The KCGS is the latest in a growing chorus of investor advisers here and abroad, which have recommended Hyundai Motor shareholders to vote for the company's plan of paying 3,000 per common share, and oppose U.S. hedge fund Elliott's demand for the company to pay 21,967 won per share during the automaker's March 22 shareholders' meeting.
Four other advisors ― Institutional Shareholder Services, Glass Lewis, Sustinvest, and the Daishin Economic Research Institute ― are also backing Hyundai.

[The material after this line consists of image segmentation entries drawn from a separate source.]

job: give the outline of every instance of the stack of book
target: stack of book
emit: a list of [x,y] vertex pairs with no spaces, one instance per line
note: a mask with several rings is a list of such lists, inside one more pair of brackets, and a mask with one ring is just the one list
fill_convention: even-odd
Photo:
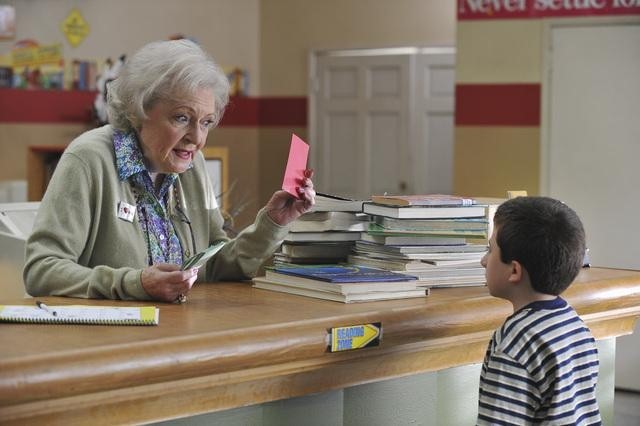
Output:
[[343,303],[424,297],[415,276],[349,265],[274,266],[254,287]]
[[420,285],[483,285],[487,206],[450,195],[372,196],[372,222],[350,264],[407,272]]
[[346,262],[355,241],[367,230],[362,201],[319,194],[311,212],[291,224],[274,264]]

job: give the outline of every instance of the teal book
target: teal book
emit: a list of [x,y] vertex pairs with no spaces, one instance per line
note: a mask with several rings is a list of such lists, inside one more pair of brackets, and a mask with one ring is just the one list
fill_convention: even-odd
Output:
[[269,269],[284,275],[293,275],[296,277],[330,283],[399,282],[417,280],[417,277],[412,275],[354,265],[316,265],[306,267],[274,266]]

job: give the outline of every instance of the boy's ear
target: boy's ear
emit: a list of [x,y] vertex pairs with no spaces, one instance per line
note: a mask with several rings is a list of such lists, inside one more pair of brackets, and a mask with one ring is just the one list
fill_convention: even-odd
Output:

In its report, KCGS urged shareholders to "not use their rights" on Elliott's demand, saying the "dividend is appropriate when it is paid at a stable pace on the basis of long term policies, and Hyundai Motor's proposal is in accordance with this."
Elliott's demand would force Hyundai Motor and its affiliate Hyundai Mobis to return 7 trillion won ($6.2 billion) to shareholders through special dividends, which is more than 4 times Hyundai Motor's net profit of 1.65 trillion won. Elliott has also demanded Hyundai Mobis to pay 26,399 won per common share.
Proxy advisors cited this as the grounds for their opposing opinion on Elliott's demand. Both Sustinvest and Daishin Economic Research Institute said the dividend Elliott demanded was "excessive" and would likely "undermine the company's mid- and long-term value." Institutional Shareholder Services and Glass Lewis also cited similar reasons for their siding with Hyundai.
"Major proxy advisors in and outside of Korea have all supported Hyundai Motor's proposed dividend policy," a Hyundai Motor Group official said. "It seems they have highly evaluated the virtuous cycle of the company's sustainability improving shareholders' value."
Over naming three independent board members, the advisors showed mixed response, with Institutional Shareholder Services alone recommending two Elliott candidates.